Structural and functional evidence for the scaffolding effect of alveolar blood vessels.

A contribution of pulmonary blood distension to alveolar opening was first proposed more than 100 years ago. To investigate the contribution of blood distension to lung mechanics, we studied control mice (normal perfusion), mice after exsanguination (absent perfusion) and mice after varying degrees of parenchymal resection (supra-normal perfusion). On inflation, mean tracheal pressures were higher in the bloodless mouse (4.0 ± 2.5 cm H2O); however, there was minimal difference between conditions on deflation (0.7 ± 0.9 cm H2O). To separate the peripheral and central mechanical effects of blood volume, multi-frequency lung impedance data was fitted to the constant-phase model. The presence or absence of blood had no effect on central airway resistance (p > .05).

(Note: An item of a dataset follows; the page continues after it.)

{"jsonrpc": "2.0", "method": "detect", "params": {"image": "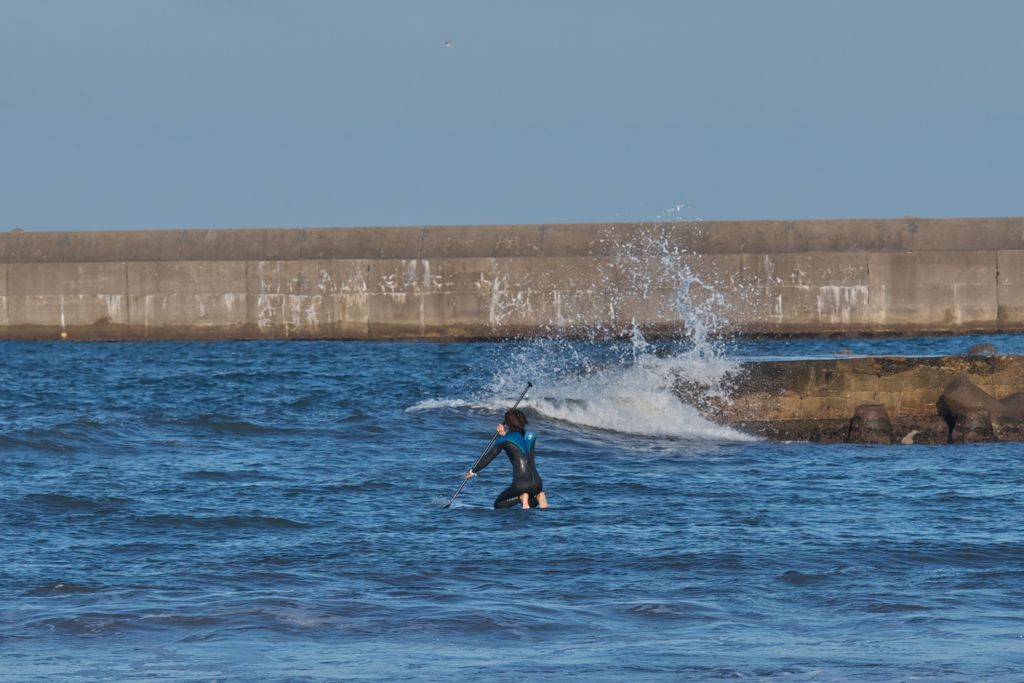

In contrast, measures of tissue damping (G), tissue elastance (H) and hysteresivity (η) demonstrated a significant increase in bloodless mice relative to control mice (p < .001). After varying amount of surgical resection and associated supra-normal perfusion of the remaining lung, there was an increase in G and H. Although the absolute difference in G and H increased with the amount of parenchymal resection, the proportional contribution of blood was identical in all conditions. The presence of blood in the pulmonary vasculature resulted in a constant 64 ± 5% reduction in tissue damping (G) and a 55 ± 4% reduction in tissue elastance (H). This nearly-constant contribution of blood to lung hysteresivity was only reduced by positive end-expiratory pressure (PEEP). To identify a distinct structural subset of vessels in the lung potentially contributing to these observations, vascular casting and scanning electron microscopy of the lung demonstrated morphologically distinct vascular rings at the alveolar opening. Our results suggest that intravascular blood distension, likely attributable to a subset of vessels in the alveolar entrance ring, contributes a measurable scaffolding effect to the functional recruitment of the peripheral lung.